Une voix et un saxophone pour guides dans une relecture subtile et passionnée des « Canciones populares », sauvées de l’oubli en 1931 par le poète Federico Garcia Lorca.

Le saxophoniste de jazz Jean-Marc Padovani voue depuis longtemps une fascination au continent musical espagnol, qui s’est déjà traduite par des dialogues intenses avec de grandes voix venues d’Andalousie, comme Carmen Linares ou Esperanza Fernandez. Mais peu de jazzmen semblent avoir su, comme lui, sonder l’âme de la musique espagnole avec une telle profondeur, émotion et humilité. « Je fais partie de ceux qui pensent que le jazz est principalement caractérisé par son ouverture vers d’autres formes musicales. Une musique ouverte parce qu’aux aguets ; une musique diverse parce qu’inlassablement réinventée par ses interprètes. » confie le saxophoniste. Associé à la merveilleuse Paloma Pradal, jeune cantaora toulousaine de 25 ans, le vieux lion Jean-Marc Padovani s’est engagé depuis plusieurs années déjà dans la réappropriation du répertoire des « Canciones populares antiguas », ces mélodies anonymes populaires espagnoles dont les plus anciennes remontent au début du XVème siècle.

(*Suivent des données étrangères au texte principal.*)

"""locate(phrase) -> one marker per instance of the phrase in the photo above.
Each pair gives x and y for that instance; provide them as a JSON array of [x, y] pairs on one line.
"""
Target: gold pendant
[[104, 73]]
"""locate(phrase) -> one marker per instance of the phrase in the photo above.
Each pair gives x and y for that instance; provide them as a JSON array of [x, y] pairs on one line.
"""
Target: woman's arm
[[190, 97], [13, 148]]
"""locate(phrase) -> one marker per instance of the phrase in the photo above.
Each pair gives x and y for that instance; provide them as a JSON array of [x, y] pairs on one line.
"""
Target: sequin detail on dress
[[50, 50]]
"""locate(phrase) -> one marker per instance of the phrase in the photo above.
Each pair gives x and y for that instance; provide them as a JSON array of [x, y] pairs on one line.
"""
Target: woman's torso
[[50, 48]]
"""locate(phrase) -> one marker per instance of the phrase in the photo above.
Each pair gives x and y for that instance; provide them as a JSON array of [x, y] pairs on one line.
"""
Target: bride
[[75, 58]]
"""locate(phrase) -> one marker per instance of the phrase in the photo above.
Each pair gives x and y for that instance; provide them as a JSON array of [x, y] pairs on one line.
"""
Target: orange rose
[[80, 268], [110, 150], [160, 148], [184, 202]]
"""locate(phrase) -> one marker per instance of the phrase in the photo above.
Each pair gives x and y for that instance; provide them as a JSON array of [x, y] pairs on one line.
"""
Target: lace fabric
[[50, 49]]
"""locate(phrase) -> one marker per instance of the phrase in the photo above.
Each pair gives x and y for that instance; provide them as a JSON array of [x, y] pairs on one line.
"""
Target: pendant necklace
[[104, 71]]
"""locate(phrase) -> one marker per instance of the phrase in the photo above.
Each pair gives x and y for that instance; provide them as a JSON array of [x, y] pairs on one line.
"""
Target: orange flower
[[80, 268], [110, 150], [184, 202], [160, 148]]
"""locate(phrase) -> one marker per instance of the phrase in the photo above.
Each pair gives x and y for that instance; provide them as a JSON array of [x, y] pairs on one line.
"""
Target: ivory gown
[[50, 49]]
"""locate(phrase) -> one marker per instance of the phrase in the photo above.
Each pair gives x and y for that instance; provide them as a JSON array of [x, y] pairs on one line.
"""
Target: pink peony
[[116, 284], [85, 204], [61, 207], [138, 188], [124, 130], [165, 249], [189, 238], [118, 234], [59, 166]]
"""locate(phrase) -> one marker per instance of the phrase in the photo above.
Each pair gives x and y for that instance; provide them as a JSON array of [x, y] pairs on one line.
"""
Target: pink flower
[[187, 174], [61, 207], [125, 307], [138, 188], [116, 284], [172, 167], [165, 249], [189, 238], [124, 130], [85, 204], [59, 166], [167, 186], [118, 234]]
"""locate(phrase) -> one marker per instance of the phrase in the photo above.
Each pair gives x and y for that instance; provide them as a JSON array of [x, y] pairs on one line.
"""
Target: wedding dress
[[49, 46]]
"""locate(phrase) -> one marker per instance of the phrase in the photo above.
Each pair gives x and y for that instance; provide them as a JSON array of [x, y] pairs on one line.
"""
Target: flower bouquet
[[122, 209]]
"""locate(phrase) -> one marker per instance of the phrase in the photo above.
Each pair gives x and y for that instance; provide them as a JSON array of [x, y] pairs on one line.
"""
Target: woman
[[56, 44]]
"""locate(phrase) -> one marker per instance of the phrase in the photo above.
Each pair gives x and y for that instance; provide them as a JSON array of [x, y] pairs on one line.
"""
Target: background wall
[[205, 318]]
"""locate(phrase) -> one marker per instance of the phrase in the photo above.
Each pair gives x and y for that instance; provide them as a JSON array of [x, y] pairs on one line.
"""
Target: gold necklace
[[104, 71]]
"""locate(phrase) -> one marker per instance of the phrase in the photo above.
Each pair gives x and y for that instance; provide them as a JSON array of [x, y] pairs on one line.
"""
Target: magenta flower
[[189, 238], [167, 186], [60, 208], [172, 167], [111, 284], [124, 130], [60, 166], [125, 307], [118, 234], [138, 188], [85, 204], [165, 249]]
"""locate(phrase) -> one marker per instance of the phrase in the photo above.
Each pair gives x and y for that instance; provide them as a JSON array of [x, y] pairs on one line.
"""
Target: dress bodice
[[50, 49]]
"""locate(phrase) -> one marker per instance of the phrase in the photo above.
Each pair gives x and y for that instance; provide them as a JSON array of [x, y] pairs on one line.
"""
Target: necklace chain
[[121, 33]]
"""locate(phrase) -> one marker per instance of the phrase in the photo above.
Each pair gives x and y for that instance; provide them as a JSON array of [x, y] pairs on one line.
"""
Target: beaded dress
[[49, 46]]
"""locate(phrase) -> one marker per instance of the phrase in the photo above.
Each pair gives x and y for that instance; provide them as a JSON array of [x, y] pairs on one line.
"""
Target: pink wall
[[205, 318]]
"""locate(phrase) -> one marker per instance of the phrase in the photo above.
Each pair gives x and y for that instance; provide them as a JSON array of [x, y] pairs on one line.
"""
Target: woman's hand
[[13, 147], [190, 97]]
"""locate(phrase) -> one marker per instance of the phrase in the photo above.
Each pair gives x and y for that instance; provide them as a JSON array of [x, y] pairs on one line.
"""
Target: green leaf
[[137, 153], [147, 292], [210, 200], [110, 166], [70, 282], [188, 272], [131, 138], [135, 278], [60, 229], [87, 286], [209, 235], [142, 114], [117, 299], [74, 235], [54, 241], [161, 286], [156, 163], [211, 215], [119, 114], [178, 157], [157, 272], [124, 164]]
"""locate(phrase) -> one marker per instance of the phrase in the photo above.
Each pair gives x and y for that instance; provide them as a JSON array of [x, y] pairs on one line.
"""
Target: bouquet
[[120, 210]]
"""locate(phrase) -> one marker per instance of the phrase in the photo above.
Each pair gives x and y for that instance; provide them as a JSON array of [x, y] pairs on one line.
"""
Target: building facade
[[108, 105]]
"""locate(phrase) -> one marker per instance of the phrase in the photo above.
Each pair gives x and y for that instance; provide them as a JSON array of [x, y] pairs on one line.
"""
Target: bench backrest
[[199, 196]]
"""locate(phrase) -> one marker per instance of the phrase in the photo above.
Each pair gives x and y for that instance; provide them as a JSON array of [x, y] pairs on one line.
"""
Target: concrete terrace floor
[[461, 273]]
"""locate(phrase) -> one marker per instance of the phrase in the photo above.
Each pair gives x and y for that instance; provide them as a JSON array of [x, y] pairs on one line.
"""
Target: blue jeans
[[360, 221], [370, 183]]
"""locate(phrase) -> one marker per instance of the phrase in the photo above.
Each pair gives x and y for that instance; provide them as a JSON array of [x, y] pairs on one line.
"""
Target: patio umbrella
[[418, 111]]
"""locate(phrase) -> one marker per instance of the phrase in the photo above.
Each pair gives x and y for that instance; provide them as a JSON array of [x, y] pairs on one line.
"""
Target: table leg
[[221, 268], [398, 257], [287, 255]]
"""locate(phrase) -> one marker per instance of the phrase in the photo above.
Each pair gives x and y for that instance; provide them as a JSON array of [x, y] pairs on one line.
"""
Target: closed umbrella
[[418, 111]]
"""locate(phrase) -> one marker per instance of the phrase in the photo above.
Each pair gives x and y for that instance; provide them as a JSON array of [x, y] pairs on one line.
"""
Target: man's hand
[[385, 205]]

Des chansons qui furent sauvées de l’oubli par Federico García Lorca qui alla même jusqu’à les enregistrer en 1931 en accompagnant au piano la chanteuse La Argentinita. Cette exploration minutieuse de Jean-Marc Padovani arrive aujourd’hui à son terme avec la parution d’un très beau disque sur le label belge homerecords.be, prolongé par deux concerts franciliens. Le saxophoniste et la chanteuse délivrent une interprétation sertie dans des arrangements raffinés pour contrebasse, percussions et quatuor à cordes. Une inestimable redécouverte.